According to an accepted manuscript published in the American Journal of Roentgenology (AJR), certain reasons for artificial intelligence (AI) tool failure relating to technical factors may be largely preventable through proper acquisition and reconstruction protocols.

“The automated AI body composition tools had high technical adequacy rates in a heterogeneous sample of external CT examinations, supporting the tools’ generalizability and potential for broad use,” concludes head researcher B. Dustin Pooler, MD, a clinical assistant professor in the community division at the University of Wisconsin Department of Radiology in Madison. 
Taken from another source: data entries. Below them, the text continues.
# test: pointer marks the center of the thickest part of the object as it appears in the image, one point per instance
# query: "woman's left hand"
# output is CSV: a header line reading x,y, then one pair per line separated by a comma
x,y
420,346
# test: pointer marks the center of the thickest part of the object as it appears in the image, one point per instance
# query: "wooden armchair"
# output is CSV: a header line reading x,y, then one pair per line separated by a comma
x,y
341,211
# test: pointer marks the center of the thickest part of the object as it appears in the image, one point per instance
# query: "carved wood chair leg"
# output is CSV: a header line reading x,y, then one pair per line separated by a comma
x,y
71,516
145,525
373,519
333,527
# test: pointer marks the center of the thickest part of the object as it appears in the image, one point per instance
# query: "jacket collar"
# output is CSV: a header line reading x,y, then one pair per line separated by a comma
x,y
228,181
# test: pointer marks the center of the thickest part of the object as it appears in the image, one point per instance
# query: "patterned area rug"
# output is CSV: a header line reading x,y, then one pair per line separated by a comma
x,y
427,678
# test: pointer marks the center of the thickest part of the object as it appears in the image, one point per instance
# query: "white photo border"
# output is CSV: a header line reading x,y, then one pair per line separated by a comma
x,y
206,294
This AJR-accepted manuscript included 8,949 patients (mean age, 55.5 years; 4,256 men, 4,693 women) who underwent abdominal CT—performed at different institutions on different scanners from different manufacturers—subsequently transferred to the local PACS for clinical purposes. Deploying three independent automated AI tools to assess body composition via bone attenuation, muscle amount and attenuation, as well as visceral and subcutaneous fat amounts, one axial series per examination was evaluated.

Ultimately, three fully automated AI tools for measuring body composition (vertebral bone, body wall musculature, and visceral and subcutaneous abdominal fat) had technical adequacy rates of 97.8%- 99.1% on Pooler and his coauthors’ sample of 11,699 external abdominal CT examinations—performed at 777 different external institutions using 82 different scanner models from 6 different manufacturers. 

Noting that reasons for failure also included factors inherent to patients that are more challenging to control, “explainability and an understanding of reasons for failure can help build trust in AI tools and increase acceptance among radiologists and other physicians,” the study authors add.